According to Corn-Revere, he hopes that his client gets "a clear statement from the Second Circuit that local governmental officials don't have the ability to simply exclude people from the courthouses in the state of Vermont.
"More specifically, we would hope to get a ruling that eliminates the ability to simply use mechanisms like trespass law to silence critics of local judges. In short, what we're looking for is a clear declaration from the Second Circuit involving the fundamental First Amendment rights that are at stake in this case in the situation we're presented with here."

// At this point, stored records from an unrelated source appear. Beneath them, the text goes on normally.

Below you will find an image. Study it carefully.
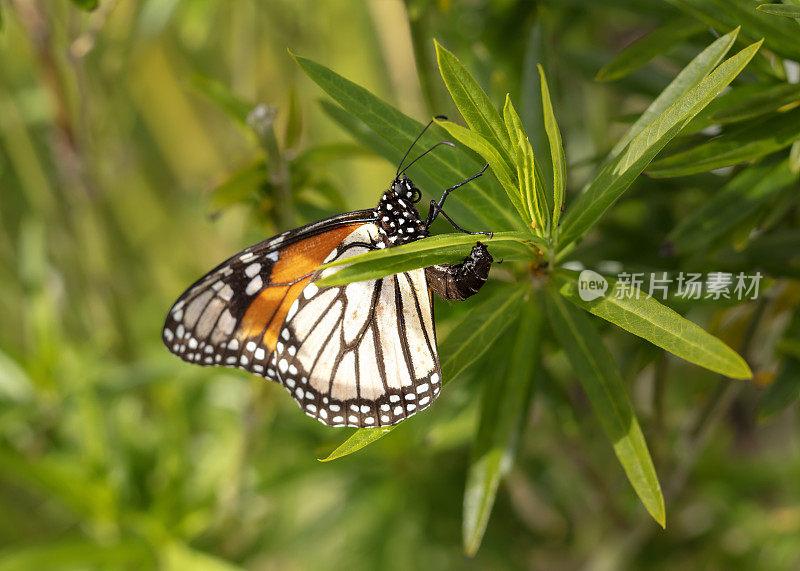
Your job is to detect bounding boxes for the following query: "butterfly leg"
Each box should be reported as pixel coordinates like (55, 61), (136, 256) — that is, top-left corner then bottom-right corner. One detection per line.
(425, 242), (493, 301)
(425, 163), (494, 237)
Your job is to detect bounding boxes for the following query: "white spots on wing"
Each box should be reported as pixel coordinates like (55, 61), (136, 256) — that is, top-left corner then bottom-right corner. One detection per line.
(244, 276), (264, 295)
(284, 299), (300, 322)
(244, 262), (261, 278)
(217, 309), (238, 343)
(184, 290), (214, 327)
(217, 284), (233, 301)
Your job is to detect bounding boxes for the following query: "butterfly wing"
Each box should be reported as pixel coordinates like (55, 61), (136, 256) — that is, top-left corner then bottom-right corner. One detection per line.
(274, 223), (441, 427)
(162, 210), (373, 380)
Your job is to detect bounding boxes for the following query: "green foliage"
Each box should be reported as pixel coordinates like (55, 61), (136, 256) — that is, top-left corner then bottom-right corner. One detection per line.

These Vermont law enforcement officials and judges have the astounding gall to seriously think that they can bar a citizen from the state courts for all time because that citizen criticized a judge. They make no bones about it.
In the briefs filed with the court of appeals, the attorneys for the sheriff's department, city law enforcement and city officials baldly state they have such a right.
And they note in their briefs that Huminski "has never attempted to enter courthouse property since service of the (trespass) notice, and thus has neither been denied access nor suffered any criminal sanction." The briefs assert, "Huminski has suffered no actual harm."
The series of events involving Huminski might be worse than a collusion of arrogance on the part of those in power to silence a critic.
Widespread ignorance of the foundation of liberty upon which this nation is built -- especially on the part of judges and law enforcement officials could eventually bring our nation crumbling down -- as if an earthquake had fractured the structural basis of our constitutional values. An earthquake of ignorance.
Arrogance or ignorance? That isn't much of a choice. Either way, Huminski has been unfairly and illegally persecuted by the power structure in Vermont. The harm he has suffered, all of us share. The outcome of this case affects us all.